Kolmogorov diameters and unsaturable methods of approximation of functionclasses, determined by solutions of mathematical physics' equations (Part I. Function of single variable)

Background. Among the important problems of calculus mathematics there can be formulated two problems: calculation of Kolmogorov and Babenko diameters in $Q_r(\Omega, M)$ class; development of unsaturable methods of function compacts approximation. The author calculated Kolmogorov and Babenko diameters of $\overline{Q}^u_{r,\gamma}(\Omega, M)$ and $Q^u_{r,\gamma}(\Omega, M)$ function classes, being the generalization of the function class; built optimal in method order approximations of the said classes; built unsaturable algorithms of the said classes' approximation.
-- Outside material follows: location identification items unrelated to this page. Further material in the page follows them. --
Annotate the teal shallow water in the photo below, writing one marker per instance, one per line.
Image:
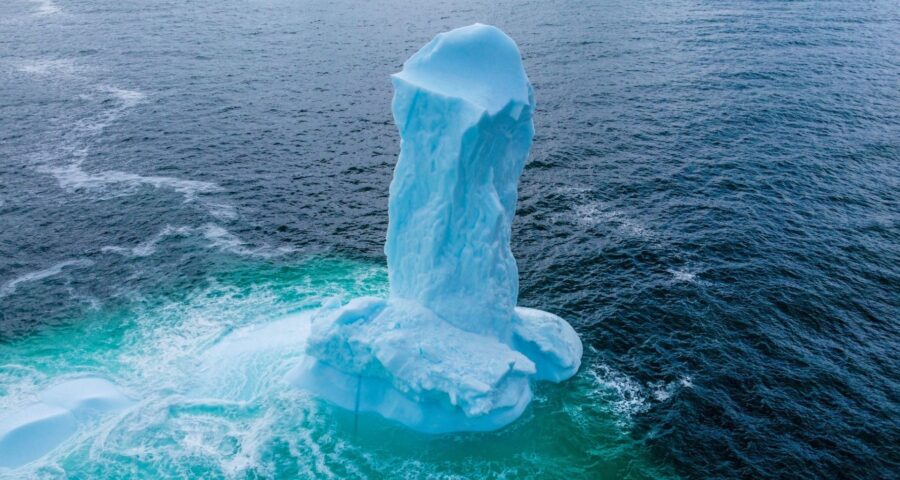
(206, 411)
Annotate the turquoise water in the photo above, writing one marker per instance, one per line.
(206, 410)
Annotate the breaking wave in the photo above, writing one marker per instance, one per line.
(10, 287)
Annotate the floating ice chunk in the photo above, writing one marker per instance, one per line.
(34, 430)
(448, 350)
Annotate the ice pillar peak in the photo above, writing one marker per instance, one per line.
(448, 350)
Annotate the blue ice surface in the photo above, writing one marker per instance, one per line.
(448, 350)
(29, 432)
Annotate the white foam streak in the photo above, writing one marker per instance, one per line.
(215, 235)
(73, 177)
(627, 397)
(46, 7)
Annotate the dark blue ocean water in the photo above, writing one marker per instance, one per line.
(711, 201)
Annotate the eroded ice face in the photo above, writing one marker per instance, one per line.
(448, 350)
(463, 106)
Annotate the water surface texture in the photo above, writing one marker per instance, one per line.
(711, 201)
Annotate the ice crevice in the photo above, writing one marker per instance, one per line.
(448, 350)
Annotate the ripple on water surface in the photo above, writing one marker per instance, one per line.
(207, 370)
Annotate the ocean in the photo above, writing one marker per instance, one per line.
(711, 201)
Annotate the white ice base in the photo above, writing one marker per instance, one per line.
(399, 360)
(32, 431)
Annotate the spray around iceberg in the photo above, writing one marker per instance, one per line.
(448, 350)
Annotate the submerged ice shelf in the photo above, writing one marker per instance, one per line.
(448, 350)
(33, 430)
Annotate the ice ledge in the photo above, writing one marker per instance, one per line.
(30, 432)
(400, 360)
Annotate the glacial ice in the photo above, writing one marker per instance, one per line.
(33, 430)
(448, 350)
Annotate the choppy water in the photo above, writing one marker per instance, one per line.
(712, 201)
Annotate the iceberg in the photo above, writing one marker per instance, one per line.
(448, 350)
(30, 432)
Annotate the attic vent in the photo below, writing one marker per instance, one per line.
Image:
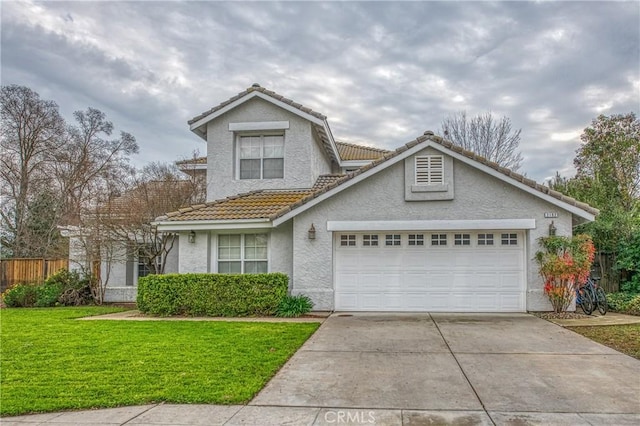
(430, 170)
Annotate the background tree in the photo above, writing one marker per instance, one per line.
(492, 138)
(90, 165)
(32, 130)
(608, 178)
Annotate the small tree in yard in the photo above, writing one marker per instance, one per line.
(565, 263)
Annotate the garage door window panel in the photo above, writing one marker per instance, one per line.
(509, 239)
(416, 239)
(392, 240)
(438, 239)
(370, 240)
(462, 239)
(348, 240)
(485, 239)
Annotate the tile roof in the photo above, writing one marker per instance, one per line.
(253, 205)
(350, 151)
(257, 88)
(273, 204)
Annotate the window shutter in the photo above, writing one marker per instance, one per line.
(430, 170)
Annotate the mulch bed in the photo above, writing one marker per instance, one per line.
(561, 315)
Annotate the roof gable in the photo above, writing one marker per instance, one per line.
(319, 121)
(530, 186)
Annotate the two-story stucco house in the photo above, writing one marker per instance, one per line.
(427, 227)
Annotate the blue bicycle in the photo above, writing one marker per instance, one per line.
(591, 296)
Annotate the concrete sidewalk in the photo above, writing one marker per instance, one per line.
(231, 415)
(420, 369)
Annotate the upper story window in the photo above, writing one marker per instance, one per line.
(429, 170)
(261, 156)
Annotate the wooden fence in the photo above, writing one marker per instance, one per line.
(13, 271)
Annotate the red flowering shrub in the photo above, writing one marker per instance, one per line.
(565, 263)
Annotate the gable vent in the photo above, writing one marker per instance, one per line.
(430, 170)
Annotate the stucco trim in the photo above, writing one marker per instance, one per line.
(249, 96)
(259, 125)
(429, 225)
(201, 225)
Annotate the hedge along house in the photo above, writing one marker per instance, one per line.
(427, 227)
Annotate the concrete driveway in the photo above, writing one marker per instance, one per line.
(456, 368)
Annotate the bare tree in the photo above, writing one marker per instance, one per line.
(90, 166)
(492, 138)
(32, 129)
(159, 188)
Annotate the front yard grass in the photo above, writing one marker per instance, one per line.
(49, 361)
(623, 338)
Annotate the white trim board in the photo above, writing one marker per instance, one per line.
(430, 225)
(204, 120)
(259, 125)
(207, 225)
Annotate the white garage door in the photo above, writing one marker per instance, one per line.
(461, 271)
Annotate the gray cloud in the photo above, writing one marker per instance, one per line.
(382, 72)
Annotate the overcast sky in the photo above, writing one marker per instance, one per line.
(382, 72)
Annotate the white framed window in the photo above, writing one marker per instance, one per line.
(429, 170)
(509, 239)
(348, 240)
(242, 254)
(392, 240)
(485, 239)
(260, 156)
(370, 240)
(438, 239)
(462, 239)
(416, 239)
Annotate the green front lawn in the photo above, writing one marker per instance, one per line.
(623, 338)
(51, 362)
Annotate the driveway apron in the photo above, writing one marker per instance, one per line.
(503, 364)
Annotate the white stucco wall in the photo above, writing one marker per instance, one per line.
(194, 257)
(281, 250)
(77, 254)
(382, 197)
(301, 165)
(171, 266)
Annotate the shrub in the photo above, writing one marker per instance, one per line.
(618, 301)
(564, 264)
(212, 294)
(20, 296)
(624, 302)
(64, 287)
(47, 294)
(633, 307)
(294, 306)
(628, 260)
(74, 288)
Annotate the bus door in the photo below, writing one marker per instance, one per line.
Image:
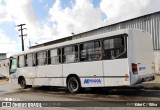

Accuracy of the unsaturable algorithms differs from optimal $O(ln^\alpha n)$ multipliers, where $n$ - number of functionals used in algorithm construction, $\alpha$- certain constant. $\overline{Q}^u_{r,\gamma}(\Omega, M)$ and $Q^u_{r,\gamma}(\Omega, M)$ function classes include solutions of elliptic equations, weakly singular, singular and hypersingular integral equations. Materials and methods. Calculation of Kolmogorov diameter is based on the estimate at the bottom of Babenko diameter, on the estimate on the top of Kolmogorov diameter and on usage of the lemma connecting the said two diameters. To estimate the top of Kolmogorov diameter one builds local splines, which appear to be the optimal methods of approxaimation of $\overline{Q}^u_{r,\gamma}(\Omega, M)$ and $Q^u_{r,\gamma}(\Omega, M)$ function classes. Results. The author developed optimal methods of approxaimation of $\overline{Q}^u_{r,\gamma}(\Omega, M)$ and $Q^u_{r,\gamma}(\Omega, M)$, function classes, which may form a base of effective numerical methods of solution of elliptic equations, weakly singular, singular and hypersingular integral equations. Conclusions. The splines, built in the work, may form a base for construction of effective numerical methods of solutions of elliptic equations, weakly singular, singular and hyper singular integral equations.